John’s Status Report for 11/12

Early this week, I was focused on polishing the web app for the demo. I was able to integrate the audio processing code such that when users upload an audio file, this file is accessed by the python audio processing code in order to perform the processing on it and output the audio with the piano note frequencies. In the process I realized some issues with file formatting of the recorded audio from the web app. The python processing code expects the audio to be in a .wav format with a bit depth of 16 (16 bits used for the amplitude range), however, the web app recorded in a webm format (a file format supported by major browsers). I attempted to configure the webm file as a wav directly using the native Django and JavaScript libraries, but there was still issues getting the file header to be in the .wav format. Luckily, we discussed as a group and came across a JavaScript library called ‘Recorderjs’  (https://github.com/mattdiamond/Recorderjs). This allowed us to record the audio directly to a .wav format (by passing the webm format) with the correct bitdepth and sample rate (48 kHz). With this library I was able to successfully glue the webapp code to the audio processing code and get the webapp intaking the audio and displaying all the graphs of the audio through the processing pipeline.

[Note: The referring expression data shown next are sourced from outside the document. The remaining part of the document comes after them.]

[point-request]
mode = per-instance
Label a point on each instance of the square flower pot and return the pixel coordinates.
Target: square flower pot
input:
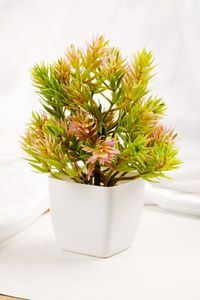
(95, 220)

We were not able to get the final processed audio played back due to difficulty in performing the inverse Fourier transform with the data we had. In an effort to better understand Fourier transforms and our audio processing ideas, I talked to Professor Tom Sullivan after one of classes with him and he explained the advantages of using Hamming windows for the processing and how we could potentially modify our sampling rate to save processing time and better isolate the vocal range for a higher resolution Fourier transform.

With this information, we are in the process of configuring our audio processing to allow for modular changes to many parameters (fft window, sample rate, note scheduling thresholds, etc..). I am also fixing the audio playback currently so we can successfully hear the audio back and have an idea of the performance of our processing.

My plans for the upcoming week is to work with the group to identify how we will set up with testing loop (input audio with different parameters, hear what it sounds like, see how long the processing takes, evaluate, then iterate). I will also be integrating the note scheduling code with our backend such that we can control the stream of data sent to the raspberry pi via sockets.